Which KOs are in many taxa?

In [95]:
for ko, ntax in dict_ko_ntax.items():
    if ntax > 60:
        print(dict_ko_name[ko])

Which taxa are not in all the samples?

In [98]:
for tax, nsams in dict_tax_nsams.items():
    if nsams < 47:
        print(ncbi.get_taxid_translator([tax]))

Which taxa have lots of KOs?

In [102]:
for tax, nkos in dict_tax_nkos.items():
    if nkos > 90:
        print(ncbi.get_taxid_translator([tax]))
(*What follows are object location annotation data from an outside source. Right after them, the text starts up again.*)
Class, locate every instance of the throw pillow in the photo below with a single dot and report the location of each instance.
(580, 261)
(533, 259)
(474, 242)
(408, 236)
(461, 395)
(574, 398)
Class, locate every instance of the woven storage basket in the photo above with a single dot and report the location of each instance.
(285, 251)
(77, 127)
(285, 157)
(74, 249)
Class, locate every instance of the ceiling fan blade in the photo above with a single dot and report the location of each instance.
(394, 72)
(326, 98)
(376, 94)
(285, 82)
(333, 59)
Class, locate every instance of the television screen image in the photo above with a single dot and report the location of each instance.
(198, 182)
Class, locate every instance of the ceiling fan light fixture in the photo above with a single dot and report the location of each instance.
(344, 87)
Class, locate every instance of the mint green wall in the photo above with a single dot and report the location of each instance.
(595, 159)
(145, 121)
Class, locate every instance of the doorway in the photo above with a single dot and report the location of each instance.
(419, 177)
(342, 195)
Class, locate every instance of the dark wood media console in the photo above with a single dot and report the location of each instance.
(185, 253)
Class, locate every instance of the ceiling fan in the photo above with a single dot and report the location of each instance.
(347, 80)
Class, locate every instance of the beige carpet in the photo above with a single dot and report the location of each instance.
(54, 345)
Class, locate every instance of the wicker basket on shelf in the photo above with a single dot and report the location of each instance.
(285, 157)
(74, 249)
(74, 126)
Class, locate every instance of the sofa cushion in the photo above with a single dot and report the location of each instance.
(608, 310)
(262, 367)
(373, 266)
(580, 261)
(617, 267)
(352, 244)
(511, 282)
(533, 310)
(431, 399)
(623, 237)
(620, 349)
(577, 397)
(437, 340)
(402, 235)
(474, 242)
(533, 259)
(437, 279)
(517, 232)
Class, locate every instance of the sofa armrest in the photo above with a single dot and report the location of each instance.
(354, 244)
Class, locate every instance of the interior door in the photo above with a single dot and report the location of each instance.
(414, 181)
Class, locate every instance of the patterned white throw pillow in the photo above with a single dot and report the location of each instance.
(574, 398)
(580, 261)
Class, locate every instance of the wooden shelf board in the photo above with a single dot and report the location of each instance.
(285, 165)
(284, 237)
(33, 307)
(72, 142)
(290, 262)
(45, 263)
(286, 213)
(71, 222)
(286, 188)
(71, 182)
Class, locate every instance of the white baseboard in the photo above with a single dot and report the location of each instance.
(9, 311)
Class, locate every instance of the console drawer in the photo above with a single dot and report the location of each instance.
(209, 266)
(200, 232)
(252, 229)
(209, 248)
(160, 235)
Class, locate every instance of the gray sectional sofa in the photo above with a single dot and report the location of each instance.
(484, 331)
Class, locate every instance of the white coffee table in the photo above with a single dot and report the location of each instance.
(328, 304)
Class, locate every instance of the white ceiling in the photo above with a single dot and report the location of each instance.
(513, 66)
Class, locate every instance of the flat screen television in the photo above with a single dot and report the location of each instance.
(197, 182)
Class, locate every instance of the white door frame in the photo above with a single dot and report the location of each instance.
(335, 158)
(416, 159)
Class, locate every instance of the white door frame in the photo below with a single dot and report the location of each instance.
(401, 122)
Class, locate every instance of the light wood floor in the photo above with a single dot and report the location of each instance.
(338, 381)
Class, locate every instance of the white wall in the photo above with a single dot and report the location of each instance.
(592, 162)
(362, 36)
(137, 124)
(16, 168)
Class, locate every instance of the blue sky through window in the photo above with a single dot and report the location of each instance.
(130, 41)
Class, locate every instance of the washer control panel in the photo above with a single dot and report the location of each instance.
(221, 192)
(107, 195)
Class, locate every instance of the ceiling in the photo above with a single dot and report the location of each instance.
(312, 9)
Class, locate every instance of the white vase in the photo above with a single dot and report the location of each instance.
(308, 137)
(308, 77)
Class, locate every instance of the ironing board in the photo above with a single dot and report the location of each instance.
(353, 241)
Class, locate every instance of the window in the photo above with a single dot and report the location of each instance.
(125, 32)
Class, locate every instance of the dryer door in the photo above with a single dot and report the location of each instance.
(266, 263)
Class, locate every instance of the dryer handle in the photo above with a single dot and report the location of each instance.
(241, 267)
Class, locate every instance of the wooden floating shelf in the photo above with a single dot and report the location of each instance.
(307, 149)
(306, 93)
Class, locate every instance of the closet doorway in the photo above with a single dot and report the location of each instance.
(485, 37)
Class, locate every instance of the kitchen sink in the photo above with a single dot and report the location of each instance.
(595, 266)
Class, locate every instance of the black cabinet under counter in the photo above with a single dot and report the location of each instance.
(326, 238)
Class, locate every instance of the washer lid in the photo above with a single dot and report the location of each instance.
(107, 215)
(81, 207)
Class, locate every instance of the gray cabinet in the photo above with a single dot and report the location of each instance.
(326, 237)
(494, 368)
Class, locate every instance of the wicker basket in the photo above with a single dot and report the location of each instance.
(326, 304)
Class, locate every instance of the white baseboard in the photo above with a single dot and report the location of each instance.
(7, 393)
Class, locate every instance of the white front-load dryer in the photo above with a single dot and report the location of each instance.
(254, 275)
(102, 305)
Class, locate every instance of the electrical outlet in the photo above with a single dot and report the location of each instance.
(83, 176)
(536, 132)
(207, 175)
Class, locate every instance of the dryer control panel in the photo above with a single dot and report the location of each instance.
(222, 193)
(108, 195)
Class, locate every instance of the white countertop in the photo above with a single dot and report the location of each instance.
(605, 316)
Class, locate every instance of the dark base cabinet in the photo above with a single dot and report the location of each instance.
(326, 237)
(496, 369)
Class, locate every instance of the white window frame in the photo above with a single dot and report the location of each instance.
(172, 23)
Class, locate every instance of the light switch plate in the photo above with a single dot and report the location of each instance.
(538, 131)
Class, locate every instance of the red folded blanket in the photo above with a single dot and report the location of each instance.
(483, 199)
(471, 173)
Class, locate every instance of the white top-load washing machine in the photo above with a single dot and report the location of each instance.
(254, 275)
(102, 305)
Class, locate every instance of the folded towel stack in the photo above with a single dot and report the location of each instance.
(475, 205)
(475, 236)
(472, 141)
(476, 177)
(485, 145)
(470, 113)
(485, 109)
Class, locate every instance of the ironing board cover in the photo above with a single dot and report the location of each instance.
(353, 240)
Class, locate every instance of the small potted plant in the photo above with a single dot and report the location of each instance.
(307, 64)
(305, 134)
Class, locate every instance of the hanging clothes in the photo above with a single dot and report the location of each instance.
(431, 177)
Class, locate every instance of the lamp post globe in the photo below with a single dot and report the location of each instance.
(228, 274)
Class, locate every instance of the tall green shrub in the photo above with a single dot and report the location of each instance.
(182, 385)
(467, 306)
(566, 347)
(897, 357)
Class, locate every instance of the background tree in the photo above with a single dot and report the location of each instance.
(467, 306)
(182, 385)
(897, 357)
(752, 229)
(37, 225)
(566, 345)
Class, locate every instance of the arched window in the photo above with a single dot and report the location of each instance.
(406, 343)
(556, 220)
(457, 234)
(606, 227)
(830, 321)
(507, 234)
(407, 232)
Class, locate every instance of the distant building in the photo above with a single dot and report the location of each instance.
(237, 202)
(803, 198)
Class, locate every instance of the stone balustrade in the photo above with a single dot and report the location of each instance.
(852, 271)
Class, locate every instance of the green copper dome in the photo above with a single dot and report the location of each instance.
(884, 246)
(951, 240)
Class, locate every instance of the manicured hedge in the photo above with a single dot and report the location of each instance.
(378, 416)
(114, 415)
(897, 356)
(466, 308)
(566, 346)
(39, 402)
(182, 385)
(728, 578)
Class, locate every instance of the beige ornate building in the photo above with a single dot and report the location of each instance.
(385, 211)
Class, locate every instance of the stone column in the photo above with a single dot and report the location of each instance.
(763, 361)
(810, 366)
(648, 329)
## Compare bacteria and eukaryotes

Get dict defining each taxon as bacteria or eukaryote

In [110]:
lineage

In [111]:
dict_taxtrim_bacteuk = {}
for tax, _ in dict_taxtrim_contigs.items():
    lineage = ncbi.get_lineage(tax)
    if 2759 in lineage:
        dict_taxtrim_bacteuk[tax] = 'Eukaryota'
    elif 2 in lineage:
        dict_taxtrim_bacteuk[tax] = 'Bacteria'
    else:
        dict_taxtrim_bacteuk[tax] = 'other'

How many bacterial vs eukaryota KOs?

In [123]:
dict_ko_ebs = {}
for ko, contigs in dict_ko_contigs.items():
    ebs = set()
    for c in contigs:
        tax = dict_contig_taxtrim.get(c)
        if tax:
            eb = dict_taxtrim_bacteuk[tax]
            ebs.add(eb)
    if ebs:
        dict_ko_ebs[ko] = ', '.join(str(x) for x in ebs)
    else:
        dict_ko_ebs[ko] = 'none'
    

In [124]:
names, counts = np.unique(list(dict_ko_ebs.values()), return_counts=True)

fig, ax = general_plot()
_ = ax.bar(names, counts)
_ = ax.set_ylabel('Number KOs')
_ = ax.set_xticklabels(names,rotation=45, ha='right')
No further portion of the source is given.